Distributed memory task parallel hello world

View hello6-taskpar-dist.chpl on GitHub

This program shows how to use Chapel’s task parallelism and locality features to create a concurrent “Hello, world” program that spans distributed memory locales (compute nodes) as well as (optionally) the processing units (cores) within each locale. The number of locales on which to run is specified on the executable’s command line using the -nl or –numLocales flag (e.g., ./hello -nl 64).

The following config const specifies whether or not the locale name should be printed (for ease-of-testing purposes); the default can be overridden on the execution command line (e.g., --printLocaleName=false).

config const printLocaleName = true;

This one specifies the number of tasks to use per locale:

config const tasksPerLocale = 1;

Use a coforall-loop to create a distinct task per locale on which the program is executing. Here, we’re iterating over the built-in Locales array which stores an array of locale values corresponding 1:1 with the system’s compute nodes on which the program is executing. Thus, each iteration corresponds to one of the locales, represented by the loop index variable loc.

coforall loc in Locales {

Migrate each task to its corresponding locale, loc. This is done using an ‘on’-clause, which moves execution of the current task to the locale corresponding to the expression following it.

on loc {

Now use a second coforall-loop to create a number of tasks corresponding to the tasksPerLocale configuration constant.
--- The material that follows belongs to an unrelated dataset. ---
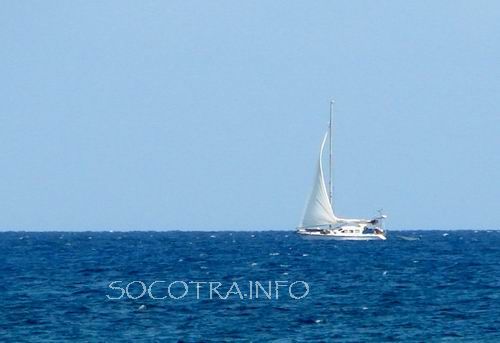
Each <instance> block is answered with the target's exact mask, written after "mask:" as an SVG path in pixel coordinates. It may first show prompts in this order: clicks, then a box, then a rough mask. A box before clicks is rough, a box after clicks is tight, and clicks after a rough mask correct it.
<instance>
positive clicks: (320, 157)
mask: <svg viewBox="0 0 500 343" xmlns="http://www.w3.org/2000/svg"><path fill="white" fill-rule="evenodd" d="M327 137H328V133H327V134H325V138H323V143H322V144H321V150H320V154H319V161H318V170H317V172H316V177H315V179H314V186H313V189H312V192H311V195H310V196H309V200H308V201H307V205H306V208H305V211H304V215H303V216H302V221H301V224H300V226H301V227H310V226H321V225H332V224H336V223H337V218H336V217H335V214H333V210H332V205H331V204H330V200H329V198H328V191H327V190H326V185H325V179H324V177H323V165H322V162H321V160H322V157H323V148H324V147H325V143H326V138H327Z"/></svg>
Since this loop body doesn’t contain any on-clauses, all tasks will remain local to the current locale.

coforall tid in 0..#tasksPerLocale {

Start building up the message to print using a string variable, message.

var message = "Hello, world! (from ";

If we’re running more than one task per locale, specialize the message based on the task ID.

if (tasksPerLocale > 1) then
  message += "task " + tid:string + " of " + tasksPerLocale:string + " on ";

Specialize the message based on the locale on which this task is running:

  • here refers to the locale on which this task is running (same as loc)

  • .id queries its unique ID in 0..`numLocales`-1

  • .name queries its name (similar to UNIX hostname)

  • numLocales refers to the number of locales (as specified by -nl)

message += "locale " + here.id:string + " of " + numLocales:string;

if printLocaleName then message += " named " + loc.name;

Terminate the message

message += ")";

Print out the message. Since each message is being printed by a distinct task, they may appear in an arbitrary order.

      writeln(message);
    }
  }
}

For further examples of using task parallelism, refer to examples/primers/taskParallel.chpl.

For further examples of using locales and on-clauses, refer to examples/primers/locales.chpl.